FNet: An Index for Advanced Business Process Querying
[link to pdf paper]
Zhiqiang Yan, also of Eindhoven University (are you seeing a theme here in process mining?), presented on querying within a large collection of process models based on certain criteria; much of the previous research has been on defining expressive query languages (such as BPMN-Q) that can be very slow to execute, but here they have focused on developing efficient techniques for executing the queries. They identify basic features, or small fragments, of process models, and advanced elements such as transitive or negative edges that form advanced features.
To perform a query, both the query and the target process models are decomposed into features, where the features are small and representative: specific sequences, join, splits and loops. Keywords for the nodes in the graphs are using in addition to the topology of the basic features. [There was a great deal of graph theory in the paper concerned with constructing directed graphs based on these features, but I think that I forgot all of my graph theory shortly after graduation.]

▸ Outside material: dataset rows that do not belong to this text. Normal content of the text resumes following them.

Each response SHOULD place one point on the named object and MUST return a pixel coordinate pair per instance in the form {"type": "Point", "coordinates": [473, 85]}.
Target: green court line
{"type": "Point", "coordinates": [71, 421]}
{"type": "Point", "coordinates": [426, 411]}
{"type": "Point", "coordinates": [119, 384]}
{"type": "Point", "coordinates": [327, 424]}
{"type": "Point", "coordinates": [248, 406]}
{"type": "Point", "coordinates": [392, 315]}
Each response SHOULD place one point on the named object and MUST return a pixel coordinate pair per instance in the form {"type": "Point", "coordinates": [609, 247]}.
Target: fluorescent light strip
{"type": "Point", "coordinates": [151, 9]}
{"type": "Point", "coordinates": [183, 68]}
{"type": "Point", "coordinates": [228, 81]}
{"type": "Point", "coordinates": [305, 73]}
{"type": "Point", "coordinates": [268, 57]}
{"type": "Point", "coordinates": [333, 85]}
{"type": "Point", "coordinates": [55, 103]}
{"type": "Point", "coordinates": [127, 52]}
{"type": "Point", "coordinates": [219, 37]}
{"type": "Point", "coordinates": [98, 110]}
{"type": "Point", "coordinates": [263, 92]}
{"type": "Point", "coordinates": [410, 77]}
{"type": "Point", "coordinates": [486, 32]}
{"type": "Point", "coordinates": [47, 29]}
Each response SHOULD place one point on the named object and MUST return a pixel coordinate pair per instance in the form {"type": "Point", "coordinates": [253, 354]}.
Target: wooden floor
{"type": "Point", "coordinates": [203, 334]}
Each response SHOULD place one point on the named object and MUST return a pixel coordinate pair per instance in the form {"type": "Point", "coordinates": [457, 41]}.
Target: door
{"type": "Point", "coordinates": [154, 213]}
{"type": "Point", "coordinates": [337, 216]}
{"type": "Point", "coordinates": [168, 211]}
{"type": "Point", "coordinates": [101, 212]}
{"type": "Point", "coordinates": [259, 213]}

The results seem impressive: two orders of magnitude increase in speed over BPMN-Q. As organizations continue to develop large repositories of process models and hope to get some degree of reuse, process querying will become more important in practical applications.
Using MapReduce to scale events correlation discovery for business processes mining
The last paper of this session, and of the day, was presented by Hicham Reguieg of Blaise Pascal University in Clermont-Ferrand. One of the challenges in process mining and discovery is big data: the systems that are under consideration generate incredible amounts of log data, and it’s not something that you’re going to just open up in a spreadsheet and analyze manually. This paper looks at using MapReduce, a programming model for processing large data sets (usually by distributing processing across clusters of computers), applied to the specific step of event correlation discovery, which analyzes the event logs in order to find relationships between events that belong to the same business process.
Although he didn’t mention the specific MapReduce framework that they are using for their experiments, I know that there’s a Hadoop one – inevitable that we would start seeing some applicability for Hadoop in some of the big data process problems.